Los bordes externos de las celdas presentan un engrosamiento, estudios han evidenciado que debido a
esta conformación particular las vibraciones producidas por parte de las abejas que “danzan” arriba de las
celdas vacías, se trasmiten de manera óptima por todo el panal, produciendo un número de visitas a la
fuente de alimento mayores respecto a cuándo danzan arriba de celdas ya operculadas, que no transmiten
las vibraciones con igual eficiencia.
Eso significa que las vibraciones de los bordes que se difunden por todo el panal tiene un rol fundamental
en el intercambio de informaciones entre las abejas que lo componen. Algunas prácticas de la apicultura
involuntariamente interfieren con este intercambio de informaciones, un ejemplo son los cuadros de
madera que cierran los panales, normalmente utilizados en apicultura, que impiden la trasmisión de las
vibraciones en el panal, por eso que en algunos casos las abejas crean un espacio entre panal y cuadro
para permitir de esa manera la difusión de las vibraciones.

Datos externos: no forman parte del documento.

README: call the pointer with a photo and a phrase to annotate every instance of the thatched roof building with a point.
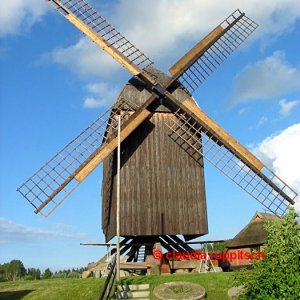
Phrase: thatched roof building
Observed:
(253, 235)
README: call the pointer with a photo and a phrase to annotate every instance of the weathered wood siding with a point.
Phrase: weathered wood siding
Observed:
(162, 186)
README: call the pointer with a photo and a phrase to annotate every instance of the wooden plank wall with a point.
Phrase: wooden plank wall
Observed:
(162, 186)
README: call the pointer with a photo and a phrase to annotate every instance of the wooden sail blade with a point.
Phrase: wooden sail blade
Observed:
(57, 179)
(202, 60)
(100, 31)
(200, 137)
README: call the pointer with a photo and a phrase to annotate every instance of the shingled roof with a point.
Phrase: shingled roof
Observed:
(253, 234)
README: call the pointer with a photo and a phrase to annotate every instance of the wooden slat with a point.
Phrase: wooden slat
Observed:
(230, 142)
(227, 140)
(104, 45)
(190, 57)
(112, 145)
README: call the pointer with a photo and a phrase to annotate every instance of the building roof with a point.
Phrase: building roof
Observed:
(253, 234)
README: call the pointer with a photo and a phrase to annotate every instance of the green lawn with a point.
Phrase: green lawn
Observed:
(52, 289)
(216, 285)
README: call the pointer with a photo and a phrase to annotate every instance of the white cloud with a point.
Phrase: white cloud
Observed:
(266, 79)
(286, 107)
(11, 232)
(86, 59)
(261, 121)
(17, 16)
(165, 31)
(280, 152)
(104, 95)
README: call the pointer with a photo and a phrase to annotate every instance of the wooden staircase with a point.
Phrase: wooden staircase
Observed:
(133, 291)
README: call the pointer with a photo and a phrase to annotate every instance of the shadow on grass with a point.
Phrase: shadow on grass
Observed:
(14, 295)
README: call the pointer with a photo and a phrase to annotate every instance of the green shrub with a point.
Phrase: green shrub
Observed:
(277, 276)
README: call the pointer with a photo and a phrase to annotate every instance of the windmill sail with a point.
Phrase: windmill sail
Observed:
(201, 61)
(99, 30)
(51, 184)
(199, 140)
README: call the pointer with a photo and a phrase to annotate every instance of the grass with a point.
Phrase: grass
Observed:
(216, 285)
(52, 289)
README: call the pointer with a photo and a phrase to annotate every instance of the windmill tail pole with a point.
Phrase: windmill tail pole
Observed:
(118, 198)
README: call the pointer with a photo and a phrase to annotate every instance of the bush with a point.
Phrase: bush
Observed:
(74, 275)
(277, 276)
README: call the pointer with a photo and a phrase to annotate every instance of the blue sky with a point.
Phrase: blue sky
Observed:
(54, 82)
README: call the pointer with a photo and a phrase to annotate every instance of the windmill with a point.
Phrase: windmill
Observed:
(165, 136)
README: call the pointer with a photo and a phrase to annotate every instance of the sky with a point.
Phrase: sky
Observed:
(54, 82)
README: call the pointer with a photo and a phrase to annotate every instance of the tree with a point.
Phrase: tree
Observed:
(35, 273)
(47, 274)
(277, 276)
(15, 270)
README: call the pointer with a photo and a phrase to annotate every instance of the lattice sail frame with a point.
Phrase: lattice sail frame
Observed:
(90, 17)
(46, 189)
(237, 28)
(266, 187)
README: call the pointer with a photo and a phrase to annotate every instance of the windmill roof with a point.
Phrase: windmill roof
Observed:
(253, 234)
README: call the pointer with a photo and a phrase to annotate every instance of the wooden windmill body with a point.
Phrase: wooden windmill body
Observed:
(165, 136)
(162, 186)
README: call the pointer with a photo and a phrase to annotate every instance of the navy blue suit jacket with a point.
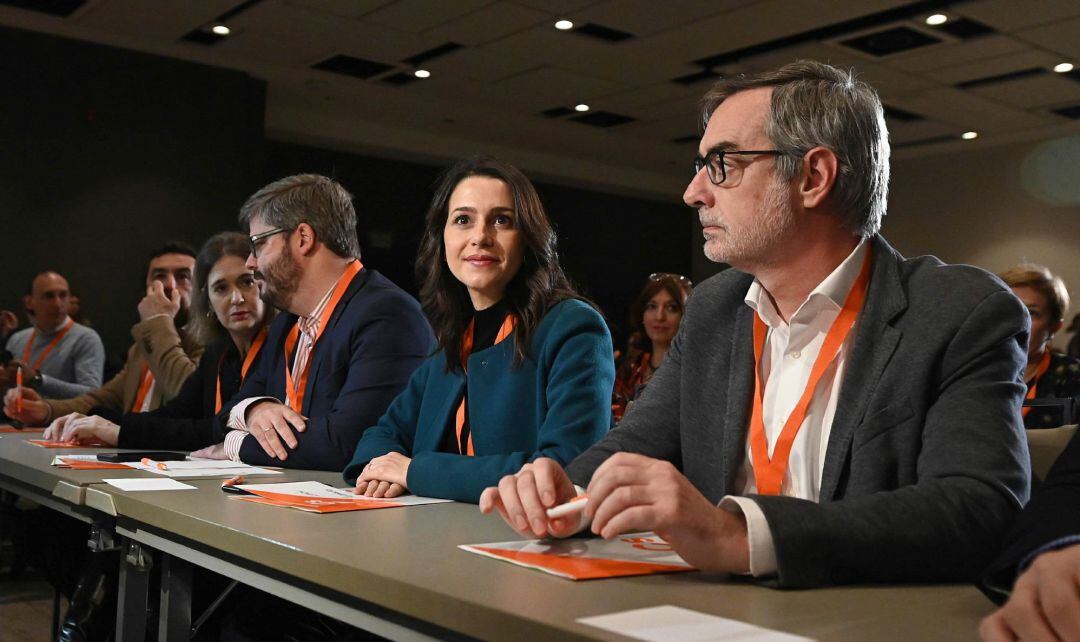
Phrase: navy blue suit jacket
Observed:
(374, 340)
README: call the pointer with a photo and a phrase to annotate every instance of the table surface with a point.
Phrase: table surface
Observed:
(407, 560)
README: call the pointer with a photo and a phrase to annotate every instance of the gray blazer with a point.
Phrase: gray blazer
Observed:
(927, 462)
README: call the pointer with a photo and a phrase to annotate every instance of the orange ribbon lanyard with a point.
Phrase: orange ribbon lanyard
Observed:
(1043, 366)
(252, 353)
(504, 331)
(49, 348)
(295, 388)
(147, 382)
(769, 473)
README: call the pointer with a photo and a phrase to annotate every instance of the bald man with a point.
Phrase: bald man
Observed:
(59, 358)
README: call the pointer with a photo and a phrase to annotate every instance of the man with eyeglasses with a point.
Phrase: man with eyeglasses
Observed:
(345, 347)
(158, 363)
(829, 412)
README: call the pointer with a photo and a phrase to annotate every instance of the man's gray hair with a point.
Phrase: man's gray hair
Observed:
(818, 105)
(316, 200)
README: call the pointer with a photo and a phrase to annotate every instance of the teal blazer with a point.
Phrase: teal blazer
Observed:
(556, 404)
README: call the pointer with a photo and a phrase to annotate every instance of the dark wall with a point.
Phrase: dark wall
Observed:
(608, 244)
(107, 152)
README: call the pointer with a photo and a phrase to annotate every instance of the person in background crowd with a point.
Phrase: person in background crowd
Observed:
(653, 320)
(160, 360)
(1039, 567)
(524, 368)
(230, 318)
(1049, 374)
(831, 412)
(345, 347)
(58, 357)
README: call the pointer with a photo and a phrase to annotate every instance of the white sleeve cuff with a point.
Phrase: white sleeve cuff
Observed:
(763, 552)
(238, 416)
(232, 442)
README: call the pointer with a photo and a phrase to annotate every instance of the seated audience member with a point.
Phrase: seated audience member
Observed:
(345, 346)
(59, 358)
(1048, 374)
(831, 412)
(524, 368)
(160, 360)
(1040, 563)
(229, 318)
(653, 321)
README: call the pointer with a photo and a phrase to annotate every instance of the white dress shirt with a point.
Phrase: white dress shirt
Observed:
(790, 351)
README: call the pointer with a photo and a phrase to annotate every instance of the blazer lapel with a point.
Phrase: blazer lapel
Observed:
(740, 395)
(874, 344)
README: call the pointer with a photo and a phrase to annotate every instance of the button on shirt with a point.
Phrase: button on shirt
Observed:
(305, 346)
(791, 349)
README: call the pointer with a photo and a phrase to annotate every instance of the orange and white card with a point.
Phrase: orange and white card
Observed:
(634, 553)
(320, 497)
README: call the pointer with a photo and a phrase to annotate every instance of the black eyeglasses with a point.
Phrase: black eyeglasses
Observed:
(714, 162)
(257, 240)
(679, 278)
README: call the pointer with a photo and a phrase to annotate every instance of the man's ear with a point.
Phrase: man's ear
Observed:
(819, 176)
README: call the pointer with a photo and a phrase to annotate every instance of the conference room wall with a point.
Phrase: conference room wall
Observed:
(608, 243)
(106, 154)
(993, 206)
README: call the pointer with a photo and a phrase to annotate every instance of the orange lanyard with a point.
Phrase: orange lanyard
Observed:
(769, 473)
(49, 348)
(295, 388)
(147, 377)
(504, 331)
(1043, 366)
(252, 352)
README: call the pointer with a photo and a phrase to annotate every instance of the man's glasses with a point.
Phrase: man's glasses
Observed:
(259, 239)
(713, 162)
(679, 278)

La cera posee también una memoria química, en la colmena se pueden encontrar panales con
composiciones químicas muy diferentes debido a las diferentes edades de los mismos o debido a la
intrusión de sustancias extrañas, proporcionando de esa manera informaciones para orientarse dentro de
la colmena. También la composición de la cera presente en la superficie del cuerpo de las abejas no es
igual para todos los individuos y en parte depende del ambiente en que viven las abejas, ya que absorben
parte de la cera del panal, produciendo una identidad específica de la colonia.
El panal es también un sistema inmunitario, tiene un rol importante en la primera línea de defensa contra
agentes patógenos, particularmente la paredes de las celdas están revestidas con una delgada capa de
propóleos, sustancia que posee propiedades antibacterianas y antimicóticas que las abejas almacenan en
la colmena para utilizarla según sea necesario.

Cómo nacen las nuevas colmenas de abejas.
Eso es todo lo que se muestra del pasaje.